Chaloux, école élémentaire, première année…

renato dit: à

Évidemment, Chaloux, à l’époque il y avait des noix plutôt que des pistaches…

Chaloux dit: à

Merci de votre réponse, Renato, j’ai fait un copier-coller de votre version.

(Merci aussi à Rose, je ne connaissais pas ce film, ça à l’air très joli).

rose dit: à

Chaloux
ce n’est pas à proprement parler un joli film.
Sur la critique aVoir-aLire est noté
Macadam à deux voies s’insceit dans le désenchantement de l’Amérique, mais va plus loin dans ce portrait d’un monde voué à l’absurde et au vide.
In fine, c’est plutôt Macadam à deux voix, deux mecs silencieux et deux voitures. Dont une Chevrolet 1955 grise dehors et une GTO 70 amarillo et un type qui ressemble à Julio Iglesias au volant. Il ne rencontre que des marlous. C’est sa vie à lui.
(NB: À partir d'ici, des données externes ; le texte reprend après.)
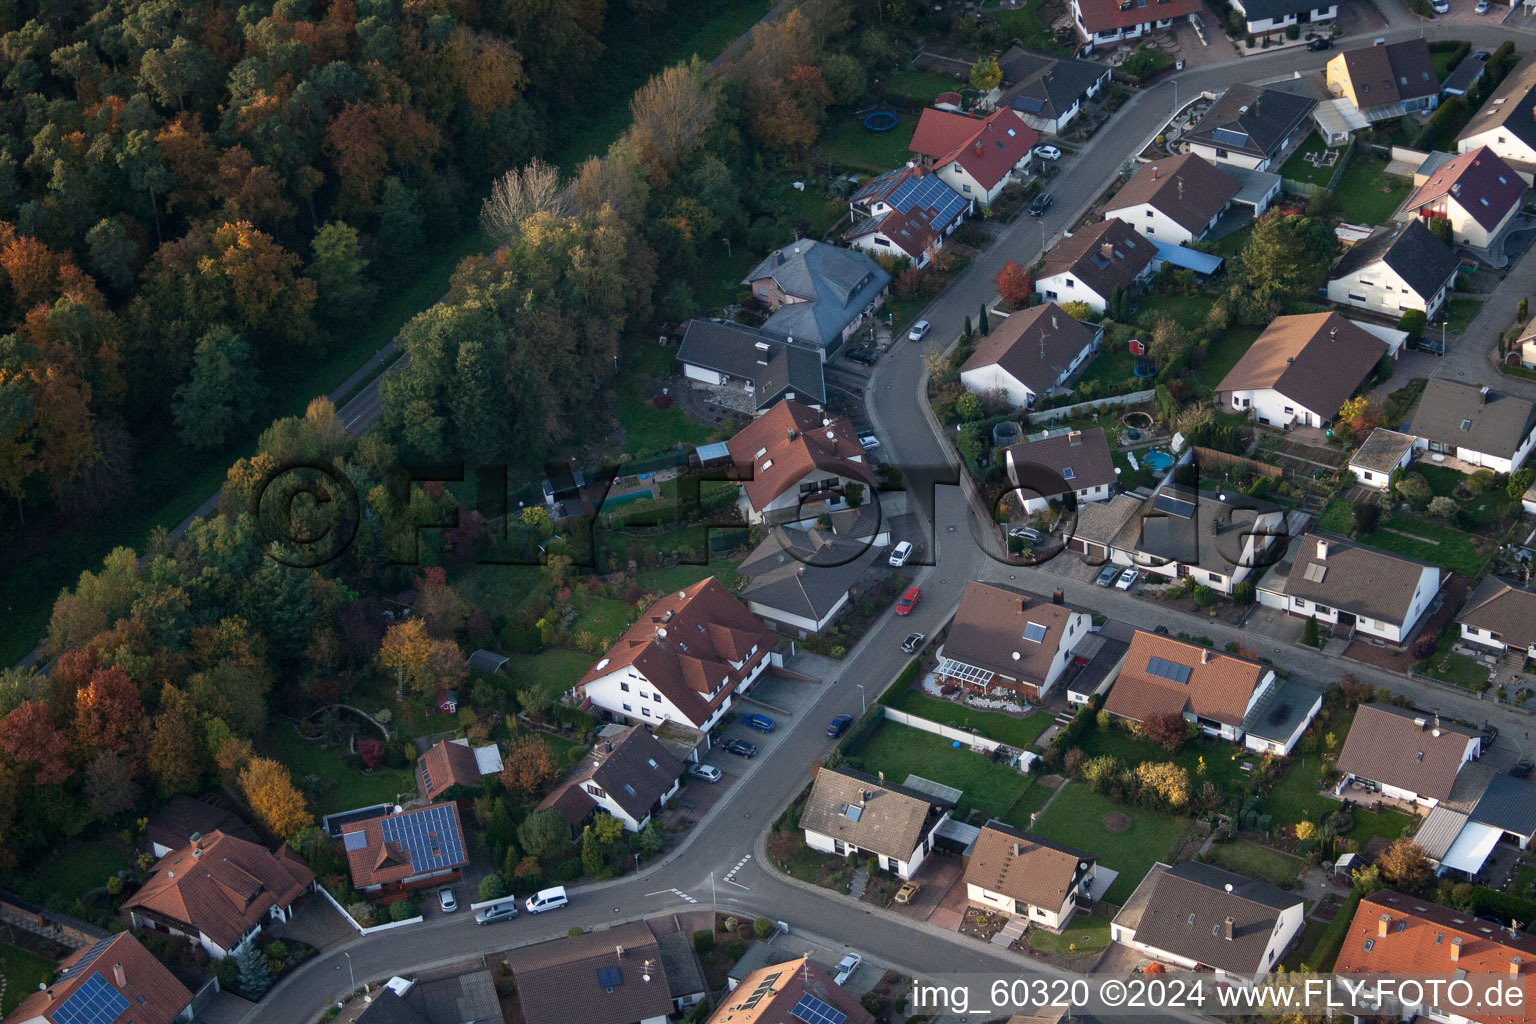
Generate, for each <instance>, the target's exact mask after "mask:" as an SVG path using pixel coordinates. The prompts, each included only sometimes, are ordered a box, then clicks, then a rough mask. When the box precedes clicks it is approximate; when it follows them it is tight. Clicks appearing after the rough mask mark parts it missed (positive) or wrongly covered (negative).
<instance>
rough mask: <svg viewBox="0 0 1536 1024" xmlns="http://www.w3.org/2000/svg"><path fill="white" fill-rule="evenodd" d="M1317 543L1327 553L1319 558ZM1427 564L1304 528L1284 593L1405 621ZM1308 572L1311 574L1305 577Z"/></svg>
mask: <svg viewBox="0 0 1536 1024" xmlns="http://www.w3.org/2000/svg"><path fill="white" fill-rule="evenodd" d="M1319 542H1326V543H1327V556H1326V557H1318V553H1319V550H1318V543H1319ZM1427 565H1428V563H1427V562H1416V560H1413V559H1405V557H1402V556H1401V554H1389V553H1385V551H1379V550H1376V548H1367V547H1366V545H1362V543H1355V542H1353V540H1344V539H1342V537H1335V536H1327V534H1316V533H1307V534H1304V536H1303V537H1301V543H1299V545H1298V548H1296V559H1295V562H1293V563H1292V567H1290V574H1289V576H1287V577H1286V596H1287V597H1299V599H1303V600H1310V602H1316V603H1319V605H1324V606H1329V608H1339V609H1342V611H1349V613H1352V614H1356V616H1366V617H1367V619H1379V620H1382V622H1395V623H1399V625H1409V623H1405V622H1404V617H1405V616H1407V614H1409V608H1410V606H1412V603H1413V591H1415V590H1416V588H1418V583H1419V577H1421V576H1422V573H1424V568H1425V567H1427ZM1312 567H1316V568H1312ZM1309 571H1310V576H1313V577H1316V579H1309Z"/></svg>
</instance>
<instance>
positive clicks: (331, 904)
mask: <svg viewBox="0 0 1536 1024" xmlns="http://www.w3.org/2000/svg"><path fill="white" fill-rule="evenodd" d="M315 887H316V889H318V890H319V895H323V897H326V901H327V903H330V906H333V907H336V913H339V915H341V917H343V918H346V921H347V924H350V926H352V927H355V929H358V935H373V932H389V930H390V929H396V927H406V926H407V924H421V923H422V921H425V918H424V917H421V915H419V913H418V915H416V917H413V918H406V920H404V921H387V923H384V924H375V926H373V927H362V926H361V924H358V920H356V918H355V917H352V915H350V913H347V909H346V907H344V906H341V904H339V903H336V897H333V895H330V890H329V889H326V887H324V886H315Z"/></svg>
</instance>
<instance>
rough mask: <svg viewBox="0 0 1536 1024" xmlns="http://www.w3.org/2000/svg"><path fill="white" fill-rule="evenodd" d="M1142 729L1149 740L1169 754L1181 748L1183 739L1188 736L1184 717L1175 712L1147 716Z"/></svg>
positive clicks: (1171, 711)
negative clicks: (1154, 743) (1151, 740)
mask: <svg viewBox="0 0 1536 1024" xmlns="http://www.w3.org/2000/svg"><path fill="white" fill-rule="evenodd" d="M1143 729H1144V731H1146V734H1147V738H1149V740H1152V742H1154V743H1157V745H1160V746H1161V748H1163V749H1164V751H1167V752H1169V754H1172V752H1174V751H1177V749H1178V748H1181V746H1183V745H1184V737H1186V735H1187V734H1189V726H1187V725H1186V722H1184V715H1181V714H1178V712H1177V711H1169V712H1164V714H1155V715H1147V720H1146V723H1144V725H1143Z"/></svg>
Il lui propose Mexico, mais elle c’est un jeune tendron, à la tête hyper bien vissée sr les épaules. Entre un gamin comme elle à moto à 12 km et Julio elle choisit le gamin. Il est plutôt pour Sergio ce film.là. Faut aimer les grosses caisses. Et aimer vivre dedans, on the road, on the high way.

rose dit: à

Chaloux
s’inscrit
le gamin l’emmène à

oublié l’essentiel : rien d’absurde dans ce film et pas de vide. Du macadam. Le type qui a fait la critique doit pas aimer le macadam. C’est tout. Peut-être qu’il aime la plage.